IMO if you can understand Wyndham you can easily understand Bluegreen.
Bluegreen is much more user friendly than Wyndham is.  

I'm not sure Ron is going to be able to get them much if anything for this ownership.
BG points don't usually fetch much on the resale market.


----------



## geekette (Nov 7, 2013)

Ron isn't the guy they need for this, they need Boca Jim.  Ron is not, so far as I know, "A Bluegreen Guy" but Jim is, Absolutely.

I think BocaBum9999 AT yahoo DOT com??   He's around somewhere, can PM him from this site.

Timeshare Kahuna is his business, he can help them Out or to stay In, and knows all the ins and outs of BG.


----------



## channimal (Nov 8, 2013)

There is also a Yahoo Bluegreen owners group.. as well as one for trades/points renting/sales, etc.  Lots of helpful people and info there on the BG system.


----------



## ronparise (Nov 8, 2013)

geekette said:


> Ron isn't the guy they need for this, they need Boca Jim.  Ron is not, so far as I know, "A Bluegreen Guy" but Jim is, Absolutely.
> 
> I think BocaBum9999 AT yahoo DOT com??   He's around somewhere, can PM him from this site.
> 
> Timeshare Kahuna  is his business, he can help them Out or to stay In, and knows all the ins and outs of BG.

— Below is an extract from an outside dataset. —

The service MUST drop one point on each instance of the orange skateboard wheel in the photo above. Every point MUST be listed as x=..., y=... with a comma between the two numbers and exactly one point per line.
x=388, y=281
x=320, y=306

Ive been contacted twice recently by bluegreen owners that want out...as you say...Im the wrong guy for this, so I referred them to the Timeshare Kahuna.  http://www.timesharekahuna.com/   Jim is indeed the "Bluegreen guy"  He runs the yahoo group too

Another possibility is http://pinnaclevacations.com/  owned by Bluegreen, they are the "authorized" reseller


----------